November 10, 2009 | 11:54 am

U.S. Census officials met with the consuls of several Latin American nations to ask for their support in spreading the word about the 2010 Census and the importance of being counted and to allay any concerns that immigrant communities may have.

“It is vital that every person living in the United States takes part to assure accurate representation and funding for vital services”, said Marycarmen Moran, promoter of the 2010 Census, adding that the consuls agreed to do all they can to make the census a success.

Census officials need the consuls' cooperation because Latino immigrants, mainly undocumented, have expressed concern regarding the confidentiality of the information obtained during the process, consulate officials said.

“The immigration status of the individual is an issue that has generated some fear among immigrants,” said Eddie Bedon, Ecuador’s consul general. “The Office of the Census has assured us that the confidentiality of the information will be safeguarded, and the census is being conducted irrespective of immigration status.”

“For Ecuador,” Bedon continued, “the information gleaned from the census will be very important. The statistics regarding the number of Ecuadoreans who live and work here will help us meet their needs, and defend their rights and interests.”

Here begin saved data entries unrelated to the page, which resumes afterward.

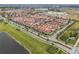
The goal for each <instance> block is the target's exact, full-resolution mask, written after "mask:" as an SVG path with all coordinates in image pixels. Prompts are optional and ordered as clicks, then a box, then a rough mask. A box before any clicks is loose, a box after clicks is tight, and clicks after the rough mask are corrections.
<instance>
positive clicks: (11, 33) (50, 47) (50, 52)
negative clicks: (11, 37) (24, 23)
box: [0, 22, 63, 54]
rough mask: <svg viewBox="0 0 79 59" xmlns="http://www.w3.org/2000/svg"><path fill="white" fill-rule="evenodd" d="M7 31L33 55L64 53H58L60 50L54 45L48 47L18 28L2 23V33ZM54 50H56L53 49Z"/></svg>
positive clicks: (22, 45)
mask: <svg viewBox="0 0 79 59" xmlns="http://www.w3.org/2000/svg"><path fill="white" fill-rule="evenodd" d="M2 31H5V32H8V33H9V34H10V35H11V36H13V37H14V38H15V39H16V40H17V41H19V42H20V43H21V44H22V46H24V47H25V48H28V49H29V50H30V51H31V53H34V54H47V53H53V54H54V53H60V52H61V53H63V51H61V50H60V51H59V52H58V50H59V49H58V48H56V47H54V46H53V45H48V44H46V43H43V42H41V41H38V40H37V38H33V37H31V36H30V35H28V34H27V33H24V32H22V31H18V30H16V27H12V26H11V25H9V24H5V23H4V22H0V32H2ZM53 48H54V49H53Z"/></svg>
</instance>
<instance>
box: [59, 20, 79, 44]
mask: <svg viewBox="0 0 79 59" xmlns="http://www.w3.org/2000/svg"><path fill="white" fill-rule="evenodd" d="M77 30H79V22H75V23H74V24H73V25H72V26H71V27H69V28H68V29H67V30H66V32H65V33H64V34H63V35H62V36H61V37H60V39H61V40H63V41H64V42H66V41H67V40H68V38H69V37H71V36H72V37H75V39H73V40H71V39H70V40H68V41H67V42H66V43H67V44H71V45H74V44H75V43H76V41H77V39H78V35H77V33H76V32H77Z"/></svg>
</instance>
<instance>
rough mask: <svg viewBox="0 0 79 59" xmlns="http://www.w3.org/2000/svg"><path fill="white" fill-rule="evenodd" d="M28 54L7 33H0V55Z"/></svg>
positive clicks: (23, 47)
mask: <svg viewBox="0 0 79 59" xmlns="http://www.w3.org/2000/svg"><path fill="white" fill-rule="evenodd" d="M28 53H29V52H28V51H27V50H26V49H25V48H24V47H22V46H21V45H20V44H18V43H17V42H16V41H15V40H14V39H13V38H11V37H10V36H9V35H8V34H7V33H5V32H0V54H28Z"/></svg>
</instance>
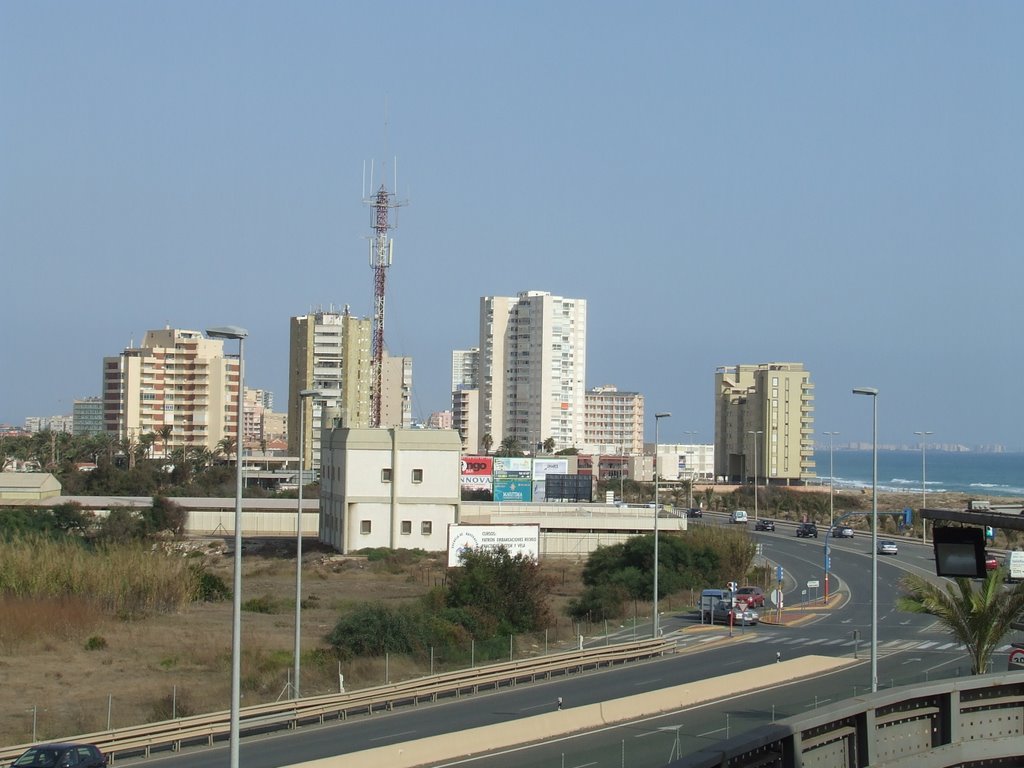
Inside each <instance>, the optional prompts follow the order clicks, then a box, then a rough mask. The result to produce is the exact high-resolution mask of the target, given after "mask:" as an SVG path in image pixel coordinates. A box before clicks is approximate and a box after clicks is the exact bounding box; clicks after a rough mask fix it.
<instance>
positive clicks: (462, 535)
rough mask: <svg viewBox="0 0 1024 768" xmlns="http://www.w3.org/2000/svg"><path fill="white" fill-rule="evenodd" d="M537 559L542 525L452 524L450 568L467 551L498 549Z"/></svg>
mask: <svg viewBox="0 0 1024 768" xmlns="http://www.w3.org/2000/svg"><path fill="white" fill-rule="evenodd" d="M499 547H504V548H505V549H507V550H508V552H509V554H510V555H512V556H513V557H515V556H516V555H524V556H526V557H530V558H532V559H535V560H536V559H537V558H538V557H539V556H540V553H541V526H540V525H538V524H530V525H455V524H453V525H449V567H450V568H454V567H456V566H458V565H459V556H460V554H461V553H462V552H463V551H465V550H485V551H486V550H496V549H498V548H499Z"/></svg>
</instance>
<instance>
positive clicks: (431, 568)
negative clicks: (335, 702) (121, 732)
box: [0, 541, 580, 745]
mask: <svg viewBox="0 0 1024 768" xmlns="http://www.w3.org/2000/svg"><path fill="white" fill-rule="evenodd" d="M194 544H195V545H196V547H197V548H196V550H194V551H199V552H201V553H202V559H203V560H204V561H205V562H206V563H207V564H208V568H209V570H211V571H212V572H215V573H217V574H219V575H220V577H222V578H223V579H224V581H225V582H227V584H230V580H231V570H232V559H231V557H230V556H229V555H227V556H225V555H224V554H223V553H222V552H223V548H222V546H221V543H220V542H203V543H194ZM211 545H213V546H212V547H211ZM197 559H199V558H198V557H196V556H193V557H188V556H186V555H179V556H178V557H177V558H176V559H175V558H171V560H170V561H169V562H170V563H177V564H179V565H181V566H186V565H187V564H188V563H195V562H196V560H197ZM303 561H304V567H303V577H302V586H303V590H302V602H303V610H302V647H303V652H302V653H303V654H302V693H303V695H314V694H317V693H328V692H333V691H337V690H338V684H339V679H338V675H339V672H340V673H341V674H343V675H344V681H345V687H346V688H347V689H352V688H357V687H364V686H368V685H376V684H381V683H383V682H384V680H385V666H386V667H387V670H386V672H387V675H388V676H389V678H390V679H391V680H392V681H393V680H398V679H402V678H406V677H412V676H415V675H421V674H425V672H426V671H427V670H426V669H424V667H423V663H422V659H420V660H417V659H410V658H399V657H390V658H389V659H387V663H386V665H385V659H383V658H379V659H356V660H353V662H346V663H345V664H344V666H341V667H339V663H338V662H337V660H335V659H334V657H333V656H332V655H331V653H330V650H329V648H328V646H327V643H326V641H325V639H324V638H325V635H327V634H328V632H330V630H331V629H332V628H333V627H334V624H335V623H336V621H337V618H338V616H339V613H340V612H341V611H343V610H344V609H345V608H346V607H347V606H351V605H354V604H356V603H359V602H364V601H376V600H385V601H399V602H400V601H409V600H414V599H416V598H418V597H420V596H421V595H423V594H425V593H426V592H427V591H428V590H429V589H430V587H432V586H434V585H437V584H440V581H441V580H442V579H443V575H444V568H443V563H442V561H441V560H440V559H439V558H437V557H431V558H428V559H426V560H420V561H418V562H411V563H408V564H404V565H402V566H400V567H396V566H391V567H389V566H388V565H387V564H385V563H383V562H370V561H368V560H367V559H366V558H361V557H341V556H338V555H335V554H332V553H329V552H325V551H317V548H316V546H315V545H312V546H310V544H309V543H308V542H307V543H306V547H305V552H304V556H303ZM134 567H136V569H137V568H138V565H137V564H136V565H135V566H134ZM243 570H244V575H243V581H244V593H243V600H244V604H245V605H246V608H247V609H246V610H245V611H244V612H243V614H242V627H243V629H242V631H243V667H242V670H243V679H242V693H243V706H246V705H249V703H257V702H261V701H268V700H274V699H276V698H279V697H280V696H282V695H283V694H284V695H287V693H285V691H286V686H287V685H288V683H289V678H290V676H291V671H292V667H293V658H292V650H293V645H294V632H295V630H294V620H295V550H294V543H291V542H284V541H281V542H247V549H246V553H245V556H244V558H243ZM579 570H580V566H578V565H573V564H570V563H561V562H559V563H557V564H556V565H554V566H552V575H553V581H554V583H555V587H554V589H553V607H554V610H555V611H556V613H557V614H558V615H560V618H559V620H558V622H559V623H558V627H556V628H554V629H552V630H551V631H550V632H549V638H548V639H549V641H550V642H551V643H552V644H554V643H556V642H557V641H558V640H559V639H560V640H562V641H567V640H568V639H569V638H570V637H572V636H573V632H574V628H572V627H571V625H570V623H569V622H568V620H566V618H565V617H564V612H563V611H562V610H561V607H562V605H563V604H564V602H565V601H566V600H567V599H568V598H569V597H571V596H572V595H574V594H577V591H578V588H579ZM182 572H183V573H187V568H186V567H185V568H184V570H183V571H182ZM78 578H80V580H81V581H82V582H83V583H87V584H88V585H89V586H87V587H86V588H85V589H78V590H75V592H74V596H72V597H63V598H58V597H53V598H46V599H43V600H28V599H25V598H20V597H12V596H7V597H3V598H0V687H2V689H3V690H4V691H5V693H6V694H5V695H4V696H3V697H0V744H6V745H11V744H17V743H24V742H27V741H30V740H32V722H33V707H35V708H37V710H36V730H37V737H38V738H39V739H43V738H57V737H63V736H71V735H75V734H80V733H89V732H94V731H99V730H103V729H104V728H105V727H106V717H108V702H109V699H108V697H109V696H110V711H111V724H112V726H113V727H115V728H117V727H123V726H127V725H133V724H137V723H143V722H148V721H157V720H164V719H168V718H170V717H172V713H176V714H177V715H178V716H183V715H189V714H199V713H204V712H215V711H220V710H226V709H227V708H228V705H229V700H230V635H231V603H230V600H224V601H220V602H215V603H194V604H182V605H181V606H179V607H177V608H176V609H174V610H172V611H170V612H160V611H158V610H156V609H155V608H154V609H150V610H135V611H131V612H126V611H121V612H120V617H119V616H118V613H117V612H113V613H112V612H110V611H108V610H104V609H103V605H102V603H103V596H102V594H101V590H97V589H96V588H95V587H94V585H95V584H99V583H100V582H101V581H102V580H103V579H105V580H108V581H109V583H111V584H114V583H117V582H119V581H121V580H125V579H126V578H127V571H125V570H119V571H118V572H117V573H114V572H111V573H105V574H103V573H96V574H88V573H83V574H80V577H78ZM182 578H184V577H182ZM90 580H95V581H90ZM515 641H516V653H517V654H522V655H526V654H529V653H532V652H540V651H543V645H544V637H543V636H541V637H540V638H537V637H525V636H524V637H517V638H516V639H515ZM506 647H507V644H506ZM442 655H443V654H441V653H438V654H437V658H436V659H435V662H436V663H437V664H438V665H440V660H441V657H442ZM454 657H455V654H453V658H454Z"/></svg>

William Jarquin, consul of El Salvador, said his government was also committed to working with the census. “For Salvadorans it is extremely important because we need to know just how many of us are out there.”

Pablo Cesar Garcia, consul general of Guatemala, said: “Immigrants need to understand that when they cooperate with the census, they are helping to create statistics that will then be used to obtain more community investment because, based on these statistics, the city of Los Angeles will receive more [federal] funds for education and health.”

In addition to the consuls from Guatemala, El Salvador and Ecuador, consuls from Argentina, Uruguay, Spain, Bolivia, Mexico and the Dominican Repúblic, among others, attended the meeting with Census officials.